‘Crafting a compromise’: Idaho’s Boulder-White Clouds celebrate 10 years of wilderness protection
Some of the newest wilderness areas in America are celebrating their 10th anniversary this month thanks to a yearslong bipartisan public lands push that started in Idaho.
On Aug. 7. 2015, former President Barack Obama signed the Sawtooth National Recreation Area and Jerry Peak Wilderness Additions Act, which was sponsored by U.S. Rep. Mike Simpson, R-Idaho, into law.
The law designated three new wilderness areas for permanent protection in central Idaho:
- The Hemingway-Boulders Wilderness
- The White Clouds Wilderness, which has since been renamed the
- The
Together, the wilderness areas are often lumped together in conversation as the Boulder-White Clouds, for short.
In an opinion piece written last month, Simpson called the 2015 law “one of the most meaningful land management bills in Idaho’s history.”
“The Boulder-White Clouds, with their beautiful high peaks, spectacular alpine lakes, and breathtaking country ready for recreation, represent some of the very best of our great state,” Simpson wrote. “For decades, however, they were at the center of crafting a compromise over how best to preserve this area.”
Together, the three wilderness areas include more than 275,000 acres of public land in central Idaho, including high peaks, mountain lakes, wild rivers and diverse wildlife habitat.
A designation to the National Wilderness Preservation System offers the highest level of protection for federal lands in their natural, untrammeled condition. Wilderness protection generally prevents development and motorized use, limits human activities and emphasizes the natural character and preservation of the land.
Protecting the Boulder-White Clouds took years of effort and compromise
Protecting the Boulder-White Clouds was far from an overnight success.
Rick Johnson, who served as the Idaho Conservation League’s executive director for 24 years, pushed for more than 20 years to win protections for the Boulder-White Clouds.
To do so, Johnson said he totally rewrote the script for environmental action and conservation. He went from fighting against proposals and developments he viewed as detrimental to the environment to fighting for something even bigger.
“When you are fighting things all the time you can develop a mindset of defensiveness and even anger that is off-putting,” Johnson said. “But to protect wilderness, you have to proactively pass a law, which means going to Congress to get a majority vote out of Congress. … So to do it, to pass a wilderness bill, you have to do all kinds of things that are counter to being an angry, defensive, stereotypical environmentalist.
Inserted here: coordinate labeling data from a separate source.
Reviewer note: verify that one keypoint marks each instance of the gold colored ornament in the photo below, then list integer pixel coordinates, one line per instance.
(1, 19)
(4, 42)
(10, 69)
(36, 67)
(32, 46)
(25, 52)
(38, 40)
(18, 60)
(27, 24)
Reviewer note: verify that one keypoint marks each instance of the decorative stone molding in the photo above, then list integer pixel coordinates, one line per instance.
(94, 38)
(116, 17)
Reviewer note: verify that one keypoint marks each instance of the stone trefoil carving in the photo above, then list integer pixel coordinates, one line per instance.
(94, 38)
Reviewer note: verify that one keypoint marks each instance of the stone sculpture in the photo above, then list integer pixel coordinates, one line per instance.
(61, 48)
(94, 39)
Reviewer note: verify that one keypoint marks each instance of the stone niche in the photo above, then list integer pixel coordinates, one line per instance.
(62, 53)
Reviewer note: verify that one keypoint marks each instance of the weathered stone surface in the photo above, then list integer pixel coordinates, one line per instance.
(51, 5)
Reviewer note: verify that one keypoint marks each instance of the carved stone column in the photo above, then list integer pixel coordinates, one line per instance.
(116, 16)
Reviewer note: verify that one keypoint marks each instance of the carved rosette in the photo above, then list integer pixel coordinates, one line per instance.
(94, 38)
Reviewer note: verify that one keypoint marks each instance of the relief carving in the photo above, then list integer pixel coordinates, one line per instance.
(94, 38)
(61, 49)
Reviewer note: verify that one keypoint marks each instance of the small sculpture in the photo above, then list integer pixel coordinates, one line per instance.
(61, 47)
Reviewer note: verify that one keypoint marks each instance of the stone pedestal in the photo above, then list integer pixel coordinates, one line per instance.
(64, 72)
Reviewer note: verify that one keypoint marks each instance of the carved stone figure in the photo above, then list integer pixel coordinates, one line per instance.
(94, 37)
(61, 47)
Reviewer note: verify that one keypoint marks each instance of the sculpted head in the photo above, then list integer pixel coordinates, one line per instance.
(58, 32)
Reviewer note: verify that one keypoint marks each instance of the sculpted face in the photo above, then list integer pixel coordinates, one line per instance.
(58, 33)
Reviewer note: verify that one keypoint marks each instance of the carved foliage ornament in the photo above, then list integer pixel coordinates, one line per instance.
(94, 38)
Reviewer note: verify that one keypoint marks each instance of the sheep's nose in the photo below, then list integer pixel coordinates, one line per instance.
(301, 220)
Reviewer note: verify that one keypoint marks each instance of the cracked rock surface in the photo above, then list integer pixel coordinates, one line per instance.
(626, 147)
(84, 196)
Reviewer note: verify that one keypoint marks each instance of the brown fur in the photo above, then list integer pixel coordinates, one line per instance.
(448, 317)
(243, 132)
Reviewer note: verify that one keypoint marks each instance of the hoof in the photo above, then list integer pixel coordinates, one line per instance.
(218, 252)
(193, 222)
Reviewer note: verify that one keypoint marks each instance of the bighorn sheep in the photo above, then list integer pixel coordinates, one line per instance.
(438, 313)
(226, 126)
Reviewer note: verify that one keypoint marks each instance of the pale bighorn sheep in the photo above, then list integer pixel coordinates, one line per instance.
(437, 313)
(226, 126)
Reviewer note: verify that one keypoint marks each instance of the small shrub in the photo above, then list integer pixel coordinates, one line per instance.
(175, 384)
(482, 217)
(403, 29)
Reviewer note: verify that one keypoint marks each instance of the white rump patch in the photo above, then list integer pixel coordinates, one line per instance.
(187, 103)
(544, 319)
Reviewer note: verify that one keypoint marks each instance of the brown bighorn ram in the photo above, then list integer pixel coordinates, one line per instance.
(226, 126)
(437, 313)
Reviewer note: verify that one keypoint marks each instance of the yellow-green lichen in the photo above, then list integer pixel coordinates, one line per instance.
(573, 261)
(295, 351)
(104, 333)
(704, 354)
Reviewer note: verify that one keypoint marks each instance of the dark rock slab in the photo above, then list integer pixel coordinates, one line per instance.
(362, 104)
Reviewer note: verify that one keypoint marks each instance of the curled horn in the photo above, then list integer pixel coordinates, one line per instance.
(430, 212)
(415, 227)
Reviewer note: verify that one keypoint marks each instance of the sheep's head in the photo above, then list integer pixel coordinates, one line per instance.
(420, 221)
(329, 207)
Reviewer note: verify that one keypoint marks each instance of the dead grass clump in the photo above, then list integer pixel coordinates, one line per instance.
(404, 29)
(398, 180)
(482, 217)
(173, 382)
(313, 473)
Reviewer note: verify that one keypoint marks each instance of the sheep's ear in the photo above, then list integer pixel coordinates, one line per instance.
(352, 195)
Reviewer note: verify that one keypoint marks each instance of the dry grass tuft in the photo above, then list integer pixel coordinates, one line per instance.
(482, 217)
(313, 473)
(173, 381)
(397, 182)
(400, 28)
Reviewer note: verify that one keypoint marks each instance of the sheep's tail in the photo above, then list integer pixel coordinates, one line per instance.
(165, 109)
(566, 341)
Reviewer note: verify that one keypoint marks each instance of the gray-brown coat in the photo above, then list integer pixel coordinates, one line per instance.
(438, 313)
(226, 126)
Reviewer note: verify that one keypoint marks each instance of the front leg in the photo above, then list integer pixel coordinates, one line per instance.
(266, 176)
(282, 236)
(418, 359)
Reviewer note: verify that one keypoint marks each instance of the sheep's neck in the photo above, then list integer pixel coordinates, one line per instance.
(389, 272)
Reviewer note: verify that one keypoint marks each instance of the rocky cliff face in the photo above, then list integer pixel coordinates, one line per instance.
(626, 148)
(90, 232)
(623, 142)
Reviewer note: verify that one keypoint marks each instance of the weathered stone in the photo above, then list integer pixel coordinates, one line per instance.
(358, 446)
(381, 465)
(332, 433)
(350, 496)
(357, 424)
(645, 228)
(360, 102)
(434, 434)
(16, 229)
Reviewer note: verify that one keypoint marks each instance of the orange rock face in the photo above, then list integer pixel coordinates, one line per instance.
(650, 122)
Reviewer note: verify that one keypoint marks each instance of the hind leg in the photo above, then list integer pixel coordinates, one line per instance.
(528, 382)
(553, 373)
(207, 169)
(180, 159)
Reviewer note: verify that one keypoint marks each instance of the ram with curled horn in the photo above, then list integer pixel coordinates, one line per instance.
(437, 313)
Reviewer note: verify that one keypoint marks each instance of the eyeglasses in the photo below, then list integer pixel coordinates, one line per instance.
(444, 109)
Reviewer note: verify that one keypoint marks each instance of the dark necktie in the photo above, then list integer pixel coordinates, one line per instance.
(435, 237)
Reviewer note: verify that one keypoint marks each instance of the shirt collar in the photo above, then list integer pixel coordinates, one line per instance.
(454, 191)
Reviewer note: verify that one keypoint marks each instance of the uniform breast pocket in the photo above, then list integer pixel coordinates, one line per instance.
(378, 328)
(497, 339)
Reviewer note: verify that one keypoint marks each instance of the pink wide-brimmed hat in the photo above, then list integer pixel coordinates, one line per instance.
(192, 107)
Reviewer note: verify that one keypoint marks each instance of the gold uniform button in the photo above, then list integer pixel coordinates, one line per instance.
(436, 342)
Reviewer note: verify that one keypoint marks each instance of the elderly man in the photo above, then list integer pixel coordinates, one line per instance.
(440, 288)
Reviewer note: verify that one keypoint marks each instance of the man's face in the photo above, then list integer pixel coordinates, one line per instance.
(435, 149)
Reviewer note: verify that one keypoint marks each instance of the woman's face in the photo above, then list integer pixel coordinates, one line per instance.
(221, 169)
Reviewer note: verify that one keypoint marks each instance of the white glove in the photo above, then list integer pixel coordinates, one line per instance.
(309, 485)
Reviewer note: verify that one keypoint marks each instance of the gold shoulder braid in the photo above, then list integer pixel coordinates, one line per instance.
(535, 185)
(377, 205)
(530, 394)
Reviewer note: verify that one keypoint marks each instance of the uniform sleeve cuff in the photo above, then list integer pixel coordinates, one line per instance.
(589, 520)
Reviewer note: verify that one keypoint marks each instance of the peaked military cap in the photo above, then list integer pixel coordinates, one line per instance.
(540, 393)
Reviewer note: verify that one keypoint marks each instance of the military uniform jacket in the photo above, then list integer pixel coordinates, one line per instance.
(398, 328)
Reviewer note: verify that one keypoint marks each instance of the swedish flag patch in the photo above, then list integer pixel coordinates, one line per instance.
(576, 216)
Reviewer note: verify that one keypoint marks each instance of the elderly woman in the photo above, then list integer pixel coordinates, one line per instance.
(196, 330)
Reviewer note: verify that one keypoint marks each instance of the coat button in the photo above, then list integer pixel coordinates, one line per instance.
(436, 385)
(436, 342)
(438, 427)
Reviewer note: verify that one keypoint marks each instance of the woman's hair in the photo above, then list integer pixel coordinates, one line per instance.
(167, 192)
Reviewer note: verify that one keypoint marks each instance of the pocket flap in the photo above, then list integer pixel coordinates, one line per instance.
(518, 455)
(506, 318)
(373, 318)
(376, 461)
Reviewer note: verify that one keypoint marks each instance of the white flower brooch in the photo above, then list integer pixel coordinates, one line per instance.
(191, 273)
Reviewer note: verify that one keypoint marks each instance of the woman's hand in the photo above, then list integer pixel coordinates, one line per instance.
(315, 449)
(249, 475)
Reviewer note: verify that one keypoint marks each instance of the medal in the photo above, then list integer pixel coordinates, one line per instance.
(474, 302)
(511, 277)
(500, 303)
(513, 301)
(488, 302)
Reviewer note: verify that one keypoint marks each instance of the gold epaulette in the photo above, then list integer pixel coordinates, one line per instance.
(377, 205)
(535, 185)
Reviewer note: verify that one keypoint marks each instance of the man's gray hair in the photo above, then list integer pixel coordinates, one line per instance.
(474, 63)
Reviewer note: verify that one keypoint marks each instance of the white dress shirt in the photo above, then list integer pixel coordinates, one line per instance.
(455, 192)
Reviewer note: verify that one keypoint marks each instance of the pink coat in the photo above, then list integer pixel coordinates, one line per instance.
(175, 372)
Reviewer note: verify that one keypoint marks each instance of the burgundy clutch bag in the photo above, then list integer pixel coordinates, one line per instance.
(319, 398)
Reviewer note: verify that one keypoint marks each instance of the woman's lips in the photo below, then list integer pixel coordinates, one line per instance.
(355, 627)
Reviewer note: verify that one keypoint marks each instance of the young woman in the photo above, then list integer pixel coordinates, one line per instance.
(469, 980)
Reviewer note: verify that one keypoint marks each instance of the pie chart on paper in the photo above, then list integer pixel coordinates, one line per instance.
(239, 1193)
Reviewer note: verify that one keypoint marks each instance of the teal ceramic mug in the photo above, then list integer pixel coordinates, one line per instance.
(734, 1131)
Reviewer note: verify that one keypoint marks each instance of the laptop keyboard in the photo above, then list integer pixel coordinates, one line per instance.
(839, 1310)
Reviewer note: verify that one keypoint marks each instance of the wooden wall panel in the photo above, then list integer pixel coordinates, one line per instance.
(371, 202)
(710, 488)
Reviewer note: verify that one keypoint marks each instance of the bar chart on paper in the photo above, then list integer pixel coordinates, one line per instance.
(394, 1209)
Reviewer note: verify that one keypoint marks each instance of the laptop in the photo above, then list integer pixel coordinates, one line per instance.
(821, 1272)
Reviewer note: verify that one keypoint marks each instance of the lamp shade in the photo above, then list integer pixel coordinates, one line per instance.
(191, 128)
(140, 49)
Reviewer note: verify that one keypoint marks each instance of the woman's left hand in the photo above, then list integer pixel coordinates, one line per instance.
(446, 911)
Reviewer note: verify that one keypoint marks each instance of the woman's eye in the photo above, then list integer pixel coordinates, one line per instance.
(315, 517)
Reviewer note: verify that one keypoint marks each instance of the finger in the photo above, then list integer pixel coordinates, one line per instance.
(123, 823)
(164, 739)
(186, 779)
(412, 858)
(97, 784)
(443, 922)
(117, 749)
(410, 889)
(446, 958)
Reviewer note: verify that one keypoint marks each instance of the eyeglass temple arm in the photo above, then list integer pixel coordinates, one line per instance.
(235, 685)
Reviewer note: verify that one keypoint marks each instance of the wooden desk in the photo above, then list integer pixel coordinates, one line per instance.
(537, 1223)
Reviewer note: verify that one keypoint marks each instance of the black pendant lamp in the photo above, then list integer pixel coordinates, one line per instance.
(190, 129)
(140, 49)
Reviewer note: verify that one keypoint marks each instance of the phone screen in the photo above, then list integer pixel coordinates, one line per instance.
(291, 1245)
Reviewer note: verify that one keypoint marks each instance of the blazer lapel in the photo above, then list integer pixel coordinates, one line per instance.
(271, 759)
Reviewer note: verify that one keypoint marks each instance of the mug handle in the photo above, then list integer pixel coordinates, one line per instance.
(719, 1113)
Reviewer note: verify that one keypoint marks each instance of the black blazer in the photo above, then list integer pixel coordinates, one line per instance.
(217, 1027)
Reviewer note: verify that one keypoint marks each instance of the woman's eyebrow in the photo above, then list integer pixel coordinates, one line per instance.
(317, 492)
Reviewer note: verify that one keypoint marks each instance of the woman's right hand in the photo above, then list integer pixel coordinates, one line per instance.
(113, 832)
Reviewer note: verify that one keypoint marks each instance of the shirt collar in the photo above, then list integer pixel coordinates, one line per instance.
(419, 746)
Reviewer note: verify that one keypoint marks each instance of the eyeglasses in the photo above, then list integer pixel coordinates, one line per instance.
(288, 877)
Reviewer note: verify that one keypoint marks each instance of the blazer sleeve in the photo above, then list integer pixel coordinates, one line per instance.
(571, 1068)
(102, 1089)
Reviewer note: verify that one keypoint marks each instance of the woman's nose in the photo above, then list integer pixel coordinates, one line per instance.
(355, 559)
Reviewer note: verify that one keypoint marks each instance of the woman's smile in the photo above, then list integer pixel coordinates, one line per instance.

You have to make new friends, you have got to get out of the office, you have to be going out and talking to people.”
Johnson and others knew the fight for the Boulder-White Clouds was worth it.
Before the wilderness designation, Johnson said it was the single biggest unprotected roadless area in the Lower 48. The area also already had established an important history of rallying Idahoans. In the late 1960s, conservationists and the public banded together to fight a proposed ASARCO mine at the base of Castle Peak, the highest point in the White Cloud Mountains.
To win support for the wilderness designation, Johnson found a champion for the cause in Congress in the form of Simpson. Johnson then set out across the state seeking to create a political environment where protecting the Boulder-White Clouds had so much public support it seemed almost inevitable.
Johnson spoke to 35 Rotary clubs and countless chambers of commerce.
He helped arrange for Simpson to be flown over the Boulder-White Clouds to get a bird’s eye view of the beautiful mountains and crystal clear lakes. Then Johnson accompanied Simpson on a hike to Castle Peak and learned how serious Simpson had become about the issue.
“It was very surprising that (Simpson) never gave up,” Johnson said. “He is a bona fide hero in this.”
Simpson could not be reached for comment.
Simpson’s first several proposals failed.
But eventually, Johnson got a phone call in 2015 telling him to get to the Oval Office to meet Obama and watch the Sawtooth National Recreation Area and Jerry Peak Wilderness Additions Act into law.
Conservationists believe Boulder-White Clouds lessons apply to today’s public lands fight
Johnson retired after leading the Idaho Conservation League from late 1994 to 2019. But he says the lessons learned during the decades of fighting to protect the Boulder-White Clouds are relevant to today.
Earlier this year, U.S. Sen. Mike Lee, R-Utah, led an unsuccessful effort in Congress to make millions of acres of public land, including in Idaho, available to be sold off.
“What I am thinking about now are the threats public lands face and some of the lessons of the Boulder-White Clouds are good things to be paying attention to right now,” Johnson said. “Public land protection and, frankly, a love of Idaho transcends partisan politics. When people are sufficiently motivated and organized and focused on protecting their backyard, they can do amazing things.”
Johnson said the way to move forward is being willing to work hard and work together regardless of personal political views, recognizing the value of fighting for something versus fighting against it and understanding the importance of telling a story about why specific places matter and need protection.
“Management of these lands can change based on what this government of the people, by the people and for the people determines,” Johnson said. “It is an incredibly inspiring thing to be a part of something where a bunch of people decided this place, with Castle Peak at its center, is sufficiently important that we are going to work our tails off and do something about it.”